Mr. Grenig is a Professor of Law at Marquette University Law School. He has served as an arbitrator or mediator in over 2,000 labor and employment disputes. A member of the National Academy of Arbitrators, the American Law Institute, and the Order of the Coif, Mr. Grenig is also a fellow of the College of Labor and Employment Lawyers. He formerly chaired the Labor and Employment Law Section of the Association of American Law Schools and served as a consultant to the National Commission on Employment Policy. He has written or co-written numerous books and articles.
§ 5:01 GENERALLY
The arbitration agreement may specify the procedures to be followed in commencing arbitration proceedings or it may incorporate by reference rules (such as the Commercial Arbitration Rules of the American Arbitration Association) to be followed. In the absence of such a provision, statutes govern the commencement of the arbitration proceedings.1
The arbitration process begins with either a demand for arbitration in connection with the arbitration clause in a contract, or with a submission agreement in which the parties agree to submit a dispute to arbitration. Rules incorporated into the agreement may contain requirements as to the content and service of the demand.2
If the contract does not provide for arbitration, a dispute may still come before an arbitrator if the parties jointly submit the matter to be arbitrated. Both parties must normally sign the submission agreement and state the nature of the dispute.3 In the submission, the parties may agree on the issue to be resolved in the arbitration and include it in the submission agreement.
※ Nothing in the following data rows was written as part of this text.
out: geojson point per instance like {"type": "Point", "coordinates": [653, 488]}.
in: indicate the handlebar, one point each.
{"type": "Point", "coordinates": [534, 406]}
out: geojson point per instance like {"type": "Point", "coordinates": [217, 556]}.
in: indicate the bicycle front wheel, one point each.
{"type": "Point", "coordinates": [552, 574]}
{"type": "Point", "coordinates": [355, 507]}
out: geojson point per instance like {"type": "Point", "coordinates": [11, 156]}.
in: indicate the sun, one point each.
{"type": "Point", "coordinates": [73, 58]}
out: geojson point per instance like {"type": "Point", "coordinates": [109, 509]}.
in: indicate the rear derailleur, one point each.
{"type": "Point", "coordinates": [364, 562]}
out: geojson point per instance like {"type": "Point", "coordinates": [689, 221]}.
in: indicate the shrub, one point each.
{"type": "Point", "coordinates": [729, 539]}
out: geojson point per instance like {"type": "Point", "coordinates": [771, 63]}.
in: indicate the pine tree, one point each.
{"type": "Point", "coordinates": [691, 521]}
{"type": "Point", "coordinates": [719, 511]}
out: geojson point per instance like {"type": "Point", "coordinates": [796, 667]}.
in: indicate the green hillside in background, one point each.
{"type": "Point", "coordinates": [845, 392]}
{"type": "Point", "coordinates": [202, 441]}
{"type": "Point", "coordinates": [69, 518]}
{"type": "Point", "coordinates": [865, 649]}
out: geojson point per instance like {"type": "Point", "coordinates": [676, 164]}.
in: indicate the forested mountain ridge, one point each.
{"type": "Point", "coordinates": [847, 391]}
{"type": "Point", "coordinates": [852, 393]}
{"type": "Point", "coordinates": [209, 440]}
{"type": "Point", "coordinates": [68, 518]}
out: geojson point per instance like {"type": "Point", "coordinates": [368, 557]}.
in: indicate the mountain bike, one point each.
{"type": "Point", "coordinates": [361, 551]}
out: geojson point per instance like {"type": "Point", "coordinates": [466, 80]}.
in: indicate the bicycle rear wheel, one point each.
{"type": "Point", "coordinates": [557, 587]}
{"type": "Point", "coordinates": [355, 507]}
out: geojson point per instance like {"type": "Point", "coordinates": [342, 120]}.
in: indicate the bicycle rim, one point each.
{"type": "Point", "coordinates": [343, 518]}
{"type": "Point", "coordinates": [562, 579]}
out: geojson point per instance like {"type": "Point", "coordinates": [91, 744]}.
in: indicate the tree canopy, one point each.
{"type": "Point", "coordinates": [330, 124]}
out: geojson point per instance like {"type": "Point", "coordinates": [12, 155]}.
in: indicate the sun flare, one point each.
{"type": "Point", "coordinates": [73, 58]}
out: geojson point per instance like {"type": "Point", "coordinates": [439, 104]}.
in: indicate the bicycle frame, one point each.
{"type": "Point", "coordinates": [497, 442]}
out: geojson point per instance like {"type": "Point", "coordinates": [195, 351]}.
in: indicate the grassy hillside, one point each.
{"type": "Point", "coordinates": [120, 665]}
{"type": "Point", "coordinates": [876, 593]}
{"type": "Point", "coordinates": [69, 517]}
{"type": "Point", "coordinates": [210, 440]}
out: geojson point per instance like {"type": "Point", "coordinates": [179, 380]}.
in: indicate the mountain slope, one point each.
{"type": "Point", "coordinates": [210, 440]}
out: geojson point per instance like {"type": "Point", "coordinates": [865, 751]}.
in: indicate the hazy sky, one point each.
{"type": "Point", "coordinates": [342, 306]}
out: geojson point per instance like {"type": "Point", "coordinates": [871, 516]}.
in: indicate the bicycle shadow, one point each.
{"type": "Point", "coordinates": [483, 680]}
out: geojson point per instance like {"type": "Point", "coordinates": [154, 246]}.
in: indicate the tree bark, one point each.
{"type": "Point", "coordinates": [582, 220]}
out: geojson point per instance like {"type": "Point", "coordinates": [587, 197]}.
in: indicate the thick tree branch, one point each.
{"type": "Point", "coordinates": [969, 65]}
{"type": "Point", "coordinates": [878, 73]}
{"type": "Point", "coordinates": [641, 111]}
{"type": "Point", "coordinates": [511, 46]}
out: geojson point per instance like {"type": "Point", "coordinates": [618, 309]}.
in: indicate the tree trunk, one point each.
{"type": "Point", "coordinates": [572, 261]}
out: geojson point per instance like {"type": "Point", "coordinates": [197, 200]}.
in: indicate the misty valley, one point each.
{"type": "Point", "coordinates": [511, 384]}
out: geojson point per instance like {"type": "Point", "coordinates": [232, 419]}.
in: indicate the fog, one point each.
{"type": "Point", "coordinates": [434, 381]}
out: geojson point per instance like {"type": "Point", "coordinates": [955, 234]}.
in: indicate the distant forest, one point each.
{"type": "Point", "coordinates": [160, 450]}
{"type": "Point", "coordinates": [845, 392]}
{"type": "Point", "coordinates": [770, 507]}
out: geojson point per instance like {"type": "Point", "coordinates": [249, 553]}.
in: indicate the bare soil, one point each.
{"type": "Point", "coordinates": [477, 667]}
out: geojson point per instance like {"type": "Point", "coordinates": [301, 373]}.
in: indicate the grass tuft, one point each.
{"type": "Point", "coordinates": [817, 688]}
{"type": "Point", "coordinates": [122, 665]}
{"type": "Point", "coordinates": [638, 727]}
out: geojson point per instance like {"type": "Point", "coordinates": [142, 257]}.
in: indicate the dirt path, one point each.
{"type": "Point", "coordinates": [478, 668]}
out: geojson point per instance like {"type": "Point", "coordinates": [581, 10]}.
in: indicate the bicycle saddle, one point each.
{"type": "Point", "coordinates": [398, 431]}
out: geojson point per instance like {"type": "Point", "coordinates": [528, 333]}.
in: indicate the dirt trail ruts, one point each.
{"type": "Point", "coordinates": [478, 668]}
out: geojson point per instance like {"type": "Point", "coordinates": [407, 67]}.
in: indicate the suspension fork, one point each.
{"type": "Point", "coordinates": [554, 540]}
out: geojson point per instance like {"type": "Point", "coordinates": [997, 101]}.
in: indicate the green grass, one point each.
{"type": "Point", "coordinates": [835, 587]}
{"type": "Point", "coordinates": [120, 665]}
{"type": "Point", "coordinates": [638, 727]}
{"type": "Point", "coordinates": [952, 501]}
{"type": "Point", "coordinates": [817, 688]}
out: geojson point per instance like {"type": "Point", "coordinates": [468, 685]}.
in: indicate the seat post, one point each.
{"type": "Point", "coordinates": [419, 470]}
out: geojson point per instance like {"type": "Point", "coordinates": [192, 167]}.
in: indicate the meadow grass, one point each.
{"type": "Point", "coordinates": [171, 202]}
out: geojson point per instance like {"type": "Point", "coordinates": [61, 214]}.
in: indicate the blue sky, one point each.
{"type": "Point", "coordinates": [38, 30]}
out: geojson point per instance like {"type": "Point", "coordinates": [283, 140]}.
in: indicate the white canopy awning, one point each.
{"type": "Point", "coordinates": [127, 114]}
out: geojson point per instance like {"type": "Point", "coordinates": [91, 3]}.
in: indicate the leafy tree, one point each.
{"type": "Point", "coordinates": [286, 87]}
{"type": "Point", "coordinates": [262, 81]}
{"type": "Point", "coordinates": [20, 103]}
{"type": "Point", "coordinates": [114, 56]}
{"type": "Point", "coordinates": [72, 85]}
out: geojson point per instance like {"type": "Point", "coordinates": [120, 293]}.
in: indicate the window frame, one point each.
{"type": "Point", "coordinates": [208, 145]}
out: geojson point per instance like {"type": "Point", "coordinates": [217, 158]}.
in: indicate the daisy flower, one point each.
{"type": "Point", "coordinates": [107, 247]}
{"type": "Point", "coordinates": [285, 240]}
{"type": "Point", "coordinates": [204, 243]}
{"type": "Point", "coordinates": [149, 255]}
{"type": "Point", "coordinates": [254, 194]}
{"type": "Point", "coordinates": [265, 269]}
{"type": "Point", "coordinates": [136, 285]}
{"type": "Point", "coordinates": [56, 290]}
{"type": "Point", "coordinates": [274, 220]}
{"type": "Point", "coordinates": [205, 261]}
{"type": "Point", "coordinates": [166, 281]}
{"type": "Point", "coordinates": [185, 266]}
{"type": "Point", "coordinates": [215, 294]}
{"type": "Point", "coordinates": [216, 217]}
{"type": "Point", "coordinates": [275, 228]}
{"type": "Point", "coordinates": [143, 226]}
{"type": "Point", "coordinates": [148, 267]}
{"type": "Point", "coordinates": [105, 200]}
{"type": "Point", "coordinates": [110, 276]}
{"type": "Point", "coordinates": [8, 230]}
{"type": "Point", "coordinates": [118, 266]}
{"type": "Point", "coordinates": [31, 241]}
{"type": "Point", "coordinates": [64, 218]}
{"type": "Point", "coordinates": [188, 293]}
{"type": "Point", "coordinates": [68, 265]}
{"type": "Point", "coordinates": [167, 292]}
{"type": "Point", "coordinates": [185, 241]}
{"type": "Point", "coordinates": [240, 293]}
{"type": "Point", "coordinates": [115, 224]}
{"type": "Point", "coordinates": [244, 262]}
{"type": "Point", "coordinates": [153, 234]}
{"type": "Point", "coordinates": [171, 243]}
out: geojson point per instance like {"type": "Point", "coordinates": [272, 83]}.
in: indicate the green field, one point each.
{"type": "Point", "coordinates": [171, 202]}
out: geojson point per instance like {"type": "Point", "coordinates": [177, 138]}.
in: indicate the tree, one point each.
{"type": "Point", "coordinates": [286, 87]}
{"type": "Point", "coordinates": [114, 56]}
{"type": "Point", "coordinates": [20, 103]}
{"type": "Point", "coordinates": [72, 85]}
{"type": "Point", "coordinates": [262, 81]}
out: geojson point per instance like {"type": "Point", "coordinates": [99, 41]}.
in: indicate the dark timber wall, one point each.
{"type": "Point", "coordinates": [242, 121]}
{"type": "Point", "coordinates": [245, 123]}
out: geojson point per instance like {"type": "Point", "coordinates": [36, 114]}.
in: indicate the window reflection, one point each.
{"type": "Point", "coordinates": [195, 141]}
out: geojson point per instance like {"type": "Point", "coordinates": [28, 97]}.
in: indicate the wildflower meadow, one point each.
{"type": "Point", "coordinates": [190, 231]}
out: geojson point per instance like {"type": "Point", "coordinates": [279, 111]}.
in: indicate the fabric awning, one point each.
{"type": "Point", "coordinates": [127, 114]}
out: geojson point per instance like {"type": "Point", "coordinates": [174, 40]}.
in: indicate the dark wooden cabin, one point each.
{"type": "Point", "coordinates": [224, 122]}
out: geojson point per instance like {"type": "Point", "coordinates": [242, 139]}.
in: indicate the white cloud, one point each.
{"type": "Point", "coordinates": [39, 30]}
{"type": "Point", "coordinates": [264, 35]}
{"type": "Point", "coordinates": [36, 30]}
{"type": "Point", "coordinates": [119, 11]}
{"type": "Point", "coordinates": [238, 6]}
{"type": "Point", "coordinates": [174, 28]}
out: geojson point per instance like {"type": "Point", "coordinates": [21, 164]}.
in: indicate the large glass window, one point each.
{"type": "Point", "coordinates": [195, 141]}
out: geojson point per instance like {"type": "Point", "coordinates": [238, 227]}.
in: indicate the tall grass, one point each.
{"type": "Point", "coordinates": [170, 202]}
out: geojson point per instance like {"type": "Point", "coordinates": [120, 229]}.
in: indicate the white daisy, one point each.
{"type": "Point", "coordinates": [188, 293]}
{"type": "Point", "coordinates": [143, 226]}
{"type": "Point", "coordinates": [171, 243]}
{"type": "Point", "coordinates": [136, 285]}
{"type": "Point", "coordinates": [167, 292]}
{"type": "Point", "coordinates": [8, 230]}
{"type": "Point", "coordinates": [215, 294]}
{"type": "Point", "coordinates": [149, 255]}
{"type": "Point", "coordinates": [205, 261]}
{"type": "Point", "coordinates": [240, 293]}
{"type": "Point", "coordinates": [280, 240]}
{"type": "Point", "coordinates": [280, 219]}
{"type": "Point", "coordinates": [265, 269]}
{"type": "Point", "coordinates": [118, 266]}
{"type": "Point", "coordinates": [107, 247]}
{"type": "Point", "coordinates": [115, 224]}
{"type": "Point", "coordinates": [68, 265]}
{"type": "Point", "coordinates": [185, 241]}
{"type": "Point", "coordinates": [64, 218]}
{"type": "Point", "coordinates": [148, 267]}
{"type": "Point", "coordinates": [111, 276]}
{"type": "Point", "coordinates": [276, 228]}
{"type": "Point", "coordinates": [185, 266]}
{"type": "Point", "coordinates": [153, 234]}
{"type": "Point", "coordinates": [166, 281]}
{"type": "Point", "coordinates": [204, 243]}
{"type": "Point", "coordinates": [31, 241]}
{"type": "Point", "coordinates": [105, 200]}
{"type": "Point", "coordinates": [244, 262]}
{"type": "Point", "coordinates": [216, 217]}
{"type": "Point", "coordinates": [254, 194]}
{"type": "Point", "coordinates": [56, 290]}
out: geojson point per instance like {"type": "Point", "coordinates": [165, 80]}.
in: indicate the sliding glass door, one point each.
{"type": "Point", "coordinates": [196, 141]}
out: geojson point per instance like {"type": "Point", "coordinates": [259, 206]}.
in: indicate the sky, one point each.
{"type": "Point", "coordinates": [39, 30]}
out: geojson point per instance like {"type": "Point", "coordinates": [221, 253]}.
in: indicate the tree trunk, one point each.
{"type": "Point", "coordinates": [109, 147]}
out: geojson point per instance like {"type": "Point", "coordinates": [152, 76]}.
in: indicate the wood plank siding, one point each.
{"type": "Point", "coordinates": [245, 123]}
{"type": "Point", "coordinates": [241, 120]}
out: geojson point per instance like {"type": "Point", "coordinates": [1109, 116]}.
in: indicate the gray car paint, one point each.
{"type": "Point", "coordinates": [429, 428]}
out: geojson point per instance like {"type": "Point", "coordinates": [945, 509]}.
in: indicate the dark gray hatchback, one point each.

The Revised Uniform Arbitration Act provides that a “person initiates arbitration by giving notice in a record to the other parties to the agreement to arbitrate in the agreed manner between the parties or, in the absence of agreement, by certified or registered mail, return receipt requested and obtained, or by service as authorized for commencement of a civil action.”4 The notice must describe the nature of the controversy and the remedy sought.5 The notice must be given to all parties to the arbitration agreement, not just to the party against whom a person files an arbitration claim.6
The exhaustion of contractual remedies is a condition precedent to arbitration. Contractual remedies may require mediation, an architect's review in a construction dispute, or a completion of a multistep grievance process under a collective bargaining agreement. Once these contractual remedies have been exhausted, an arbitration demand may be made. Conditions precedent can be waived if both parties submit a matter to the arbitrator without one of them first insisting that all conditionsprecedent be exhausted.